TOP Literature Database Understanding Catastrophic Overfitting in Single-step Adversarial Training

arxiv

AI Security Portal bot

Information in the literature database is collected automatically.

Source

https://arxiv.org/abs/2010.01799

PDF

https://arxiv.org/pdf/2010.01799

Paper Information

Author: Hoki Kim,Woojin Lee,Jaewook Lee
Published: 10-5-2020
Updated: 12-15-2020
Affiliation: Seoul National University
Country: Korea
Conference: AAAI Conference on Artificial Intelligence (AAAI)

Labels Estimated by AI

Adversarial Learning Poisoning Robustness Evaluation

These labels were automatically added by AI and may be inaccurate.
For details, see About Literature Database.

Abstract

Although fast adversarial training has demonstrated both robustness and efficiency, the problem of "catastrophic overfitting" has been observed.
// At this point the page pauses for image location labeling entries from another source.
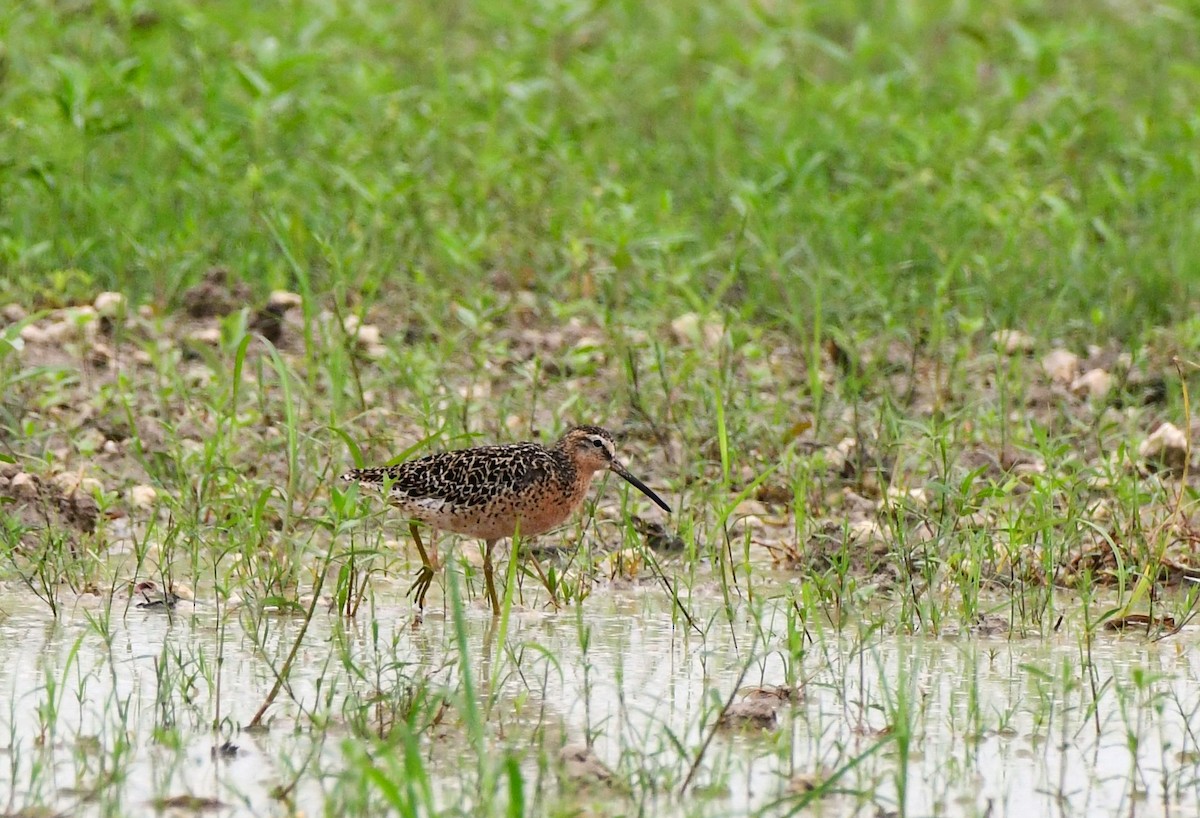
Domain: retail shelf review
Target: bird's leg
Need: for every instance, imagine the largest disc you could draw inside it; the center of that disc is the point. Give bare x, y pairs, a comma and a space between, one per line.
489, 578
425, 576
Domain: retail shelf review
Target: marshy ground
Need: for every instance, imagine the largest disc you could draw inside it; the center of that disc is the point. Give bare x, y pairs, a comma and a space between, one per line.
893, 305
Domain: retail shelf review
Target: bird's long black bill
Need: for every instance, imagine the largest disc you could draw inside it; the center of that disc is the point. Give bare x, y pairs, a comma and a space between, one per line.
640, 486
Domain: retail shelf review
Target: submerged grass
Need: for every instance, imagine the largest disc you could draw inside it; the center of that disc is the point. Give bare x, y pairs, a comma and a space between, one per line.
767, 242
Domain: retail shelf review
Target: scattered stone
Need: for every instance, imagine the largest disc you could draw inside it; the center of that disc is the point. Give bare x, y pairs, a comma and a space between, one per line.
143, 497
70, 482
1093, 384
101, 355
990, 625
1167, 447
750, 714
1013, 342
215, 295
23, 486
1061, 365
283, 300
773, 693
807, 782
696, 330
226, 750
111, 305
843, 457
582, 765
865, 530
898, 498
369, 336
208, 336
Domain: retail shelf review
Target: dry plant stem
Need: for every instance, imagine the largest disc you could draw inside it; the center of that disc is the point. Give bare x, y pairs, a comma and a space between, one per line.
717, 726
675, 597
286, 671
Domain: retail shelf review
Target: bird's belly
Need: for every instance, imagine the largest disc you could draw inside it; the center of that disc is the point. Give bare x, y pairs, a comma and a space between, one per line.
497, 519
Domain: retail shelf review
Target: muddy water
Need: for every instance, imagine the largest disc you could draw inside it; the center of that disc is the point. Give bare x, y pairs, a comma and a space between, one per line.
105, 716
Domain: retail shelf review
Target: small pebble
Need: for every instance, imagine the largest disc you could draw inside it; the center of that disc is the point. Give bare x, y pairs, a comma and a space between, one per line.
1012, 342
207, 335
1093, 384
1165, 447
143, 497
1061, 365
283, 300
756, 713
23, 486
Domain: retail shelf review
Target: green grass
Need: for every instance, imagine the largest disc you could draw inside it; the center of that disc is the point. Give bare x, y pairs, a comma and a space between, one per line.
862, 164
765, 241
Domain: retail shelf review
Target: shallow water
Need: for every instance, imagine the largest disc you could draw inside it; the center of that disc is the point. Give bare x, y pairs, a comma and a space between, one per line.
965, 726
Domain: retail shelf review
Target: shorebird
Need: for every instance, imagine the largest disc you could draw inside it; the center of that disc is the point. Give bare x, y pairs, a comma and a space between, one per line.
496, 492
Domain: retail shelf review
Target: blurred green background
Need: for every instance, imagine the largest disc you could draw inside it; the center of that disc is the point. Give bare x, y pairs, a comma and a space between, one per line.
877, 166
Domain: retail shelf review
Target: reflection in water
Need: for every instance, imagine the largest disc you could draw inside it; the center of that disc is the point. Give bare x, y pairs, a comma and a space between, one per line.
102, 723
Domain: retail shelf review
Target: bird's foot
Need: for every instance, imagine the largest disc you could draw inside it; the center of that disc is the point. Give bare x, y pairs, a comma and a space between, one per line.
421, 585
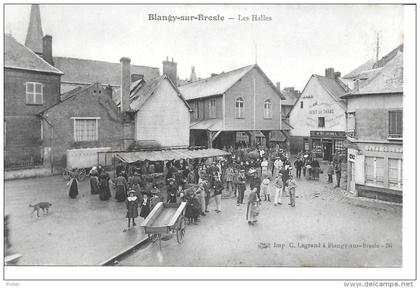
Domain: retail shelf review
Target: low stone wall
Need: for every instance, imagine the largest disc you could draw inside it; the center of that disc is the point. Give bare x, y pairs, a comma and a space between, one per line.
39, 171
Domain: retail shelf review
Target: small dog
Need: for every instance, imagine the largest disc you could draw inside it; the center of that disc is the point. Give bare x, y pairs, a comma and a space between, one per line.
41, 205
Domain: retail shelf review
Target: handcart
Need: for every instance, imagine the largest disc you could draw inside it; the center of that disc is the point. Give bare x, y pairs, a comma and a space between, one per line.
166, 218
This is a phenomenon in which, during single-step adversarial training, the robust accuracy against projected gradient descent (PGD) suddenly decreases to 0% after a few epochs, whereas the robust accuracy against fast gradient sign method (FGSM) increases to 100%. In this paper, we demonstrate that catastrophic overfitting is very closely related to the characteristic of single-step adversarial training which uses only adversarial examples with the maximum perturbation, and not all adversarial examples in the adversarial direction, which leads to decision boundary distortion and a highly curved loss surface. Based on this observation, we propose a simple method that not only prevents catastrophic overfitting, but also overrides the belief that it is difficult to prevent multi-step adversarial attacks with single-step adversarial training.